Prep Time 25 minutes mins
Cook Time 2 hours hrs
Inactive 15 minutes mins
Total Time 2 hours hrs 40 minutes mins
Course Main Course
Cuisine American
Servings 6 Yield
Calories 677 kcal
- 1 whole bone-in turkey breast, 6 1/2 to 7 pounds
- 1 tablespoon minced garlic (3 cloves)
- 2 teaspoons dry mustard
- 1 tablespoon chopped fresh rosemary leaves
- 1 tablespoon chopped fresh sage leaves
- 1 teaspoon chopped fresh thyme leaves
- 2 teaspoons kosher salt
- 1 teaspoon freshly ground black pepper
- 2 tablespoons good olive oil
- 2 tablespoons freshly squeezed lemon juice
- 1 cup dry white wine
Preheat the oven to 325 degrees F. Place the turkey breast, skin side up, on a rack in a roasting pan.
In a small bowl, combine the garlic, mustard, herbs, salt, pepper, olive oil, and lemon juice to make a paste. Loosen the skin from the meat gently with your fingers and smear half of the paste directly on the meat. Spread the remaining paste evenly on the skin. Pour the wine into the bottom of the roasting pan.

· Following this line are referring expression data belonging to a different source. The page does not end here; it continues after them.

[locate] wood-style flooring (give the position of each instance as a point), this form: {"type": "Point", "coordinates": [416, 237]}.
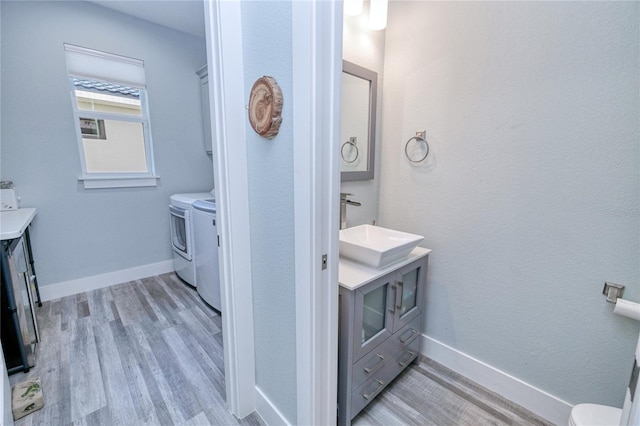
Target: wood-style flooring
{"type": "Point", "coordinates": [149, 352]}
{"type": "Point", "coordinates": [431, 394]}
{"type": "Point", "coordinates": [146, 352]}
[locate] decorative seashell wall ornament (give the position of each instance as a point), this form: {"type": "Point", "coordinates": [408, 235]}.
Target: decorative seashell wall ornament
{"type": "Point", "coordinates": [265, 107]}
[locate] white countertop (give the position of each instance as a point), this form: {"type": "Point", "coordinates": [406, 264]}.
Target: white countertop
{"type": "Point", "coordinates": [14, 222]}
{"type": "Point", "coordinates": [352, 275]}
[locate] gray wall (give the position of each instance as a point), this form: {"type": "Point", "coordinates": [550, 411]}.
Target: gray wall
{"type": "Point", "coordinates": [77, 232]}
{"type": "Point", "coordinates": [530, 197]}
{"type": "Point", "coordinates": [365, 48]}
{"type": "Point", "coordinates": [267, 50]}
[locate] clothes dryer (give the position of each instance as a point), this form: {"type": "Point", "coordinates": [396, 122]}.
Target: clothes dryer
{"type": "Point", "coordinates": [206, 252]}
{"type": "Point", "coordinates": [181, 223]}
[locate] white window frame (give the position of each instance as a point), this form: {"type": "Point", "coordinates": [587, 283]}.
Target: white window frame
{"type": "Point", "coordinates": [83, 63]}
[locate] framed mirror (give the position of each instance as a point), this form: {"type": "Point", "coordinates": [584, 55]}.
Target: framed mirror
{"type": "Point", "coordinates": [358, 132]}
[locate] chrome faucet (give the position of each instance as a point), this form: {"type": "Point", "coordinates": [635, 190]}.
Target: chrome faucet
{"type": "Point", "coordinates": [343, 208]}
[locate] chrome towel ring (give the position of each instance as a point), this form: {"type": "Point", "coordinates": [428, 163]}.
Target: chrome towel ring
{"type": "Point", "coordinates": [419, 137]}
{"type": "Point", "coordinates": [351, 142]}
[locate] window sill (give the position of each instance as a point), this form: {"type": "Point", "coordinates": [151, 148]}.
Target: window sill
{"type": "Point", "coordinates": [98, 182]}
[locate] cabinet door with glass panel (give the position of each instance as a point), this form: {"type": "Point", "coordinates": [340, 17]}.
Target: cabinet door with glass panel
{"type": "Point", "coordinates": [408, 294]}
{"type": "Point", "coordinates": [373, 314]}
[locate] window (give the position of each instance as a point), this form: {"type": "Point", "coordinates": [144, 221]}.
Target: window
{"type": "Point", "coordinates": [112, 118]}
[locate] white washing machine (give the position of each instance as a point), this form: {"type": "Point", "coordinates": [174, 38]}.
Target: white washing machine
{"type": "Point", "coordinates": [206, 252]}
{"type": "Point", "coordinates": [181, 222]}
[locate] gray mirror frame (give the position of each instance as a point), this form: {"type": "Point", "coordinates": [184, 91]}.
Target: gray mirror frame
{"type": "Point", "coordinates": [372, 77]}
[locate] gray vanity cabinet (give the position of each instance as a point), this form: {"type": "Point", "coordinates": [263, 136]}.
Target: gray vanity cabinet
{"type": "Point", "coordinates": [380, 326]}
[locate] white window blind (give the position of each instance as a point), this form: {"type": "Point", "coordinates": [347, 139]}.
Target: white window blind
{"type": "Point", "coordinates": [96, 65]}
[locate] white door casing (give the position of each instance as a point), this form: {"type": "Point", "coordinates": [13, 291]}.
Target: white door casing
{"type": "Point", "coordinates": [317, 68]}
{"type": "Point", "coordinates": [226, 94]}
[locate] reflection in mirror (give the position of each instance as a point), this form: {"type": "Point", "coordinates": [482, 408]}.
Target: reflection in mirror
{"type": "Point", "coordinates": [357, 144]}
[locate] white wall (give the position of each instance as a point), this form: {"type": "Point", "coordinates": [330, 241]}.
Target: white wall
{"type": "Point", "coordinates": [77, 232]}
{"type": "Point", "coordinates": [365, 48]}
{"type": "Point", "coordinates": [267, 50]}
{"type": "Point", "coordinates": [529, 199]}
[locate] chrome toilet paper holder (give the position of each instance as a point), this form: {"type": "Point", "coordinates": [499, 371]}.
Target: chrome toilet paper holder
{"type": "Point", "coordinates": [613, 291]}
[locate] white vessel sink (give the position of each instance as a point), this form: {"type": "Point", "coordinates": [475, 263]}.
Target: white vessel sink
{"type": "Point", "coordinates": [376, 246]}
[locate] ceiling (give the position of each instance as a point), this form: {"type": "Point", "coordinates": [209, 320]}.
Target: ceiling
{"type": "Point", "coordinates": [182, 15]}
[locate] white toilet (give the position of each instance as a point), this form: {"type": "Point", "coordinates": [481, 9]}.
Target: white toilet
{"type": "Point", "coordinates": [595, 415]}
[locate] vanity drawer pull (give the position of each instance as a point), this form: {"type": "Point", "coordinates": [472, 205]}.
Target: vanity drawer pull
{"type": "Point", "coordinates": [380, 385]}
{"type": "Point", "coordinates": [407, 360]}
{"type": "Point", "coordinates": [410, 334]}
{"type": "Point", "coordinates": [399, 299]}
{"type": "Point", "coordinates": [374, 366]}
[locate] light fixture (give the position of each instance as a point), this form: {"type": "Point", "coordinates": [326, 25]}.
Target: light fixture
{"type": "Point", "coordinates": [353, 7]}
{"type": "Point", "coordinates": [378, 14]}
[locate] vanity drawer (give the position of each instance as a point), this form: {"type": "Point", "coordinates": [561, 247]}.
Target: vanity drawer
{"type": "Point", "coordinates": [372, 387]}
{"type": "Point", "coordinates": [368, 365]}
{"type": "Point", "coordinates": [405, 335]}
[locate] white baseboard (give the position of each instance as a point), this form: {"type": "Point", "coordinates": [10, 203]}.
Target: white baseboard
{"type": "Point", "coordinates": [533, 399]}
{"type": "Point", "coordinates": [68, 288]}
{"type": "Point", "coordinates": [269, 413]}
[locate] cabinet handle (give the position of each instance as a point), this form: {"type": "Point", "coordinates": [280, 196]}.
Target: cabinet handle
{"type": "Point", "coordinates": [392, 309]}
{"type": "Point", "coordinates": [368, 396]}
{"type": "Point", "coordinates": [401, 288]}
{"type": "Point", "coordinates": [404, 363]}
{"type": "Point", "coordinates": [374, 366]}
{"type": "Point", "coordinates": [411, 333]}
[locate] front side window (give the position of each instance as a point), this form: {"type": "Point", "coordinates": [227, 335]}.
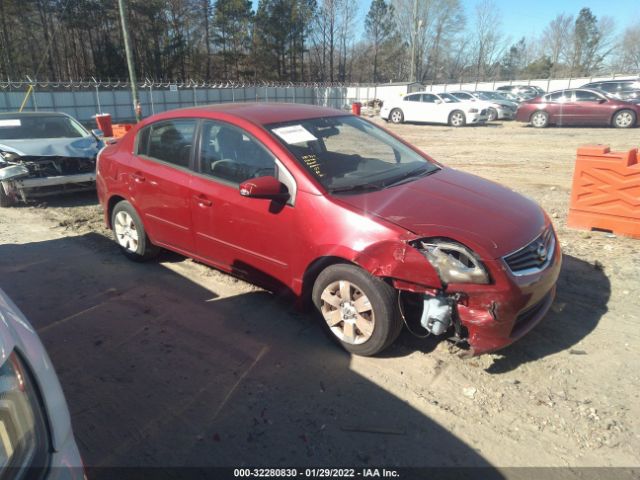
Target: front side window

Roast the turkey for 1 3/4 to 2 hours, until the skin is golden brown and an instant-read thermometer registers 165 degrees F when inserted into the thickest and meatiest areas of the breast. (I test in several places.) If the skin is over-browning, cover the breast loosely with aluminum foil. When the turkey is done, cover with foil and allow it to rest at room temperature for 15 minutes. Slice and serve with the pan juices spooned over the turkey.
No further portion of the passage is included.